Your valence electrons refers to the electrons sitting on the outermost shell. Say your atom has 10 protons. So, since the number of protons is equal to the number of electrons, then your atom has 10 electrons as well. Therefore, you would have 2 electrons in your first shell and 8 electrons in your shell. This is your outermost shell.

Now, the maximum number of electrons in your outermost shell is 8 electrons. The elements on the periodic table who all have a full outermost shell or a shell with 8 electrons are called the halogens. They are iodine, bromine, fluoride, chloride and astatine. They are the most stable elements out of the periodic table.

Well, all elements want to become more stable by having a full outermost shell consisting of 8 electrons. So for elements such as sodium, lithium and potassium, they are extremely reactive. This is because, for example, sodium has 11 electrons. So 2 electrons in the first shell, 8 electrons in the next shell and 1 electron in the final shell.

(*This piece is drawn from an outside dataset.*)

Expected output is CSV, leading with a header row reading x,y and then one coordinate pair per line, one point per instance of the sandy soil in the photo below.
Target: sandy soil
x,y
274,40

To become more stable or have 8 electrons in their outermost shell, they can either lose that one pesky electron in the third shell or they could gain 7 more electrons. Now elements are just like us humans. They are extremely lazy! So, they decide to ditch that 1 electron in their third shell. When they release that electron, they also release a large amount of energy. Hence, that's why all elements in the first group are considered extremely reactive.

Just to get the gist of the rest of the periodic table, the elements become more stable as the electrons in the outermost shell increases. That's because they go from ditching their electrons to accepting 1,2 or 3 more electrons from another elements to have a full outermost shell.